AN ACTIVATED ALLIANCE
On January 11, Tokayev announced that the CSTO peacekeepers would leave within 10 days. In the CSTO’s three decades of existence, this incursion marks the first time that the military alliance has acceded to a request to intervene militarily in support of an ally; earlier requests by other members were rejected. Although various legal explanations were given in both cases, it was widely understood that Moscow was generally disinclined to intervene. Accordingly, the quick response to Kazakhstan’s appeal, without apparent proof of the involvement of external forces, indicates a fundamental shift in this approach. The CSTO may continue to send peacekeepers should future unrest continue in the country.
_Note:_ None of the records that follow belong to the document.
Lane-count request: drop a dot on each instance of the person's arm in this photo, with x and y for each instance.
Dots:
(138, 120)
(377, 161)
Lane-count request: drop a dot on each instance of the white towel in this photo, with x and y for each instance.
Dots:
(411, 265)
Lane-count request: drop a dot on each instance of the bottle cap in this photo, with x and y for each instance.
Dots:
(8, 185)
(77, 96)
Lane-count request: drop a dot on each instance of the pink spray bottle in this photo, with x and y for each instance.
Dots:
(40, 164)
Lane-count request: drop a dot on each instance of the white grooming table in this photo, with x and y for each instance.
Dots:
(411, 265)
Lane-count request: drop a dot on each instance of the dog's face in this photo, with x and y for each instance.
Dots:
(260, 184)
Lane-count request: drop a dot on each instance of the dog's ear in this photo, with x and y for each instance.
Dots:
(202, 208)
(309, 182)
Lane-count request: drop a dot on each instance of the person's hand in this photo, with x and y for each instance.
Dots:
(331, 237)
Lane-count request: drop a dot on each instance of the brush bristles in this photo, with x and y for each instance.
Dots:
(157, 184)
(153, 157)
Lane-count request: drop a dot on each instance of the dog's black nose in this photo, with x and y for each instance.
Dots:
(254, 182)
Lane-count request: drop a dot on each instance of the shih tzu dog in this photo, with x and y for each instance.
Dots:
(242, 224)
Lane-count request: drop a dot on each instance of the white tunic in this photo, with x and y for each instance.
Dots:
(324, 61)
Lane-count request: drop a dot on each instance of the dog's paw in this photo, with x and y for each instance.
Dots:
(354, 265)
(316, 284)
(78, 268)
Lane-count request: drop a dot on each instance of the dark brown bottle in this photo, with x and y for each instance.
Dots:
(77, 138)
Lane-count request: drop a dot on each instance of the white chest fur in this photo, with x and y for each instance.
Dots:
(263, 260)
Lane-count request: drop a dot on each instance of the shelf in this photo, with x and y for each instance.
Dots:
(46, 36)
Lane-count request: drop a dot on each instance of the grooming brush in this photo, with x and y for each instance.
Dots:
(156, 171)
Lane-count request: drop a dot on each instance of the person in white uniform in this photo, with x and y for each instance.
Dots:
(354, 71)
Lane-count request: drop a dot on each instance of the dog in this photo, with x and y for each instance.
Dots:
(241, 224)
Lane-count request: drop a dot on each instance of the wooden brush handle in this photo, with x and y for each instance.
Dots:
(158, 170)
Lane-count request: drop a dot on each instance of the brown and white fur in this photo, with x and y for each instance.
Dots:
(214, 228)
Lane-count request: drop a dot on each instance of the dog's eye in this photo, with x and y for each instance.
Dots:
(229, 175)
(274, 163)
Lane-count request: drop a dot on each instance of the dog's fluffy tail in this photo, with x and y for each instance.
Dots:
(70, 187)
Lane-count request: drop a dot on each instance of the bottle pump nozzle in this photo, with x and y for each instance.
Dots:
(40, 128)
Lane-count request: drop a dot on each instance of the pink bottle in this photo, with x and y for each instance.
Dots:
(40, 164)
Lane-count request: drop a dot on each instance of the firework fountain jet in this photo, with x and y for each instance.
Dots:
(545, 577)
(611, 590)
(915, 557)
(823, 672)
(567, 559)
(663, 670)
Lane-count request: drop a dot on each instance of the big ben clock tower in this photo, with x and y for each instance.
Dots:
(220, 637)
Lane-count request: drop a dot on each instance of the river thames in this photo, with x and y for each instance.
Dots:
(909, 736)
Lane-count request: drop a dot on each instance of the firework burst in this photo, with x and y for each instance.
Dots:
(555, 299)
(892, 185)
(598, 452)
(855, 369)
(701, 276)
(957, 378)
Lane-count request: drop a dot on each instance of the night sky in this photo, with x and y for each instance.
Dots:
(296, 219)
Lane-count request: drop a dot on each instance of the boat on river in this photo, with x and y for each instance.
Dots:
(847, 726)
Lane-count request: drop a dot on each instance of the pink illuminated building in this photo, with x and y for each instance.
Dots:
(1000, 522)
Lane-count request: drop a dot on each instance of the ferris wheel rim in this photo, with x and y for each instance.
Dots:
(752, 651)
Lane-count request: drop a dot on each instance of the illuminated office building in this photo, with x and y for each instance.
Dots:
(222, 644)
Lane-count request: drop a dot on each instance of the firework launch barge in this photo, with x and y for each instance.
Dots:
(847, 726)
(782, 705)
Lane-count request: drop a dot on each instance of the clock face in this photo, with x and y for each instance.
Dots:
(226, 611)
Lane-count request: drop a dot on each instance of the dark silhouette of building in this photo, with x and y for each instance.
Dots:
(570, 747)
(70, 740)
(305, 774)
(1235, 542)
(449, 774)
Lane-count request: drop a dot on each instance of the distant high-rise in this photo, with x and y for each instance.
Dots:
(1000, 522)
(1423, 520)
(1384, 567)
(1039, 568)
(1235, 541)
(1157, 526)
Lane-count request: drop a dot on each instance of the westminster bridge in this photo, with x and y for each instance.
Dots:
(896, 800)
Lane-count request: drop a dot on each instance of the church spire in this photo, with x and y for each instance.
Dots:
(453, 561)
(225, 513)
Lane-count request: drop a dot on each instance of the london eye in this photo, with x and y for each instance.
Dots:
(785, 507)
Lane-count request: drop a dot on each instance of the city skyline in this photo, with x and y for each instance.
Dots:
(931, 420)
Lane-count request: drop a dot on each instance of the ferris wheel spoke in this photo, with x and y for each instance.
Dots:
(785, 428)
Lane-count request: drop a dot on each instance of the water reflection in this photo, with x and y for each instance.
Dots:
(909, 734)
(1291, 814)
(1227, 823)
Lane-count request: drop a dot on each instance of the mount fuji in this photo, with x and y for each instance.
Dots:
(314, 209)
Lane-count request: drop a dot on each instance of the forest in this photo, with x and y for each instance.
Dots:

However, it is unlikely that the bloc’s more explicitly military rapid response force would be deployed in lieu of peacekeepers.
In a repeat scenario, Tokayev could likely count on CSTO help once more. However, Tokayev’s appeal to the Russia-led alliance means that while Tokayev may be attempting to systematically strengthen his control over domestic governance vis-a-vis Nazarbayev, he is simultaneously increasing Kazakhstan’s dependence on its powerful neighbor. This dependence — especially if calls for CSTO help continue — may erode the legitimacy of Tokayev’s leadership in the eyes of the Kazakhstani populace. Nevertheless, the precedent set by the CSTO intervention could temporarily bolster authorities in the face of future protests and deter some would-be demonstrators. If Tokayev fails to establish control over the security apparatus, he will be more likely to ignore the associated costs and once more invoke the alliance’s aid. With the true impact of announced reforms and changes as yet unclear, Tokayev’s attempt to consolidate power in Kazakhstan may be marred by increasing reliance on Russia and large-scale demonstrations from a still dissatisfied populace.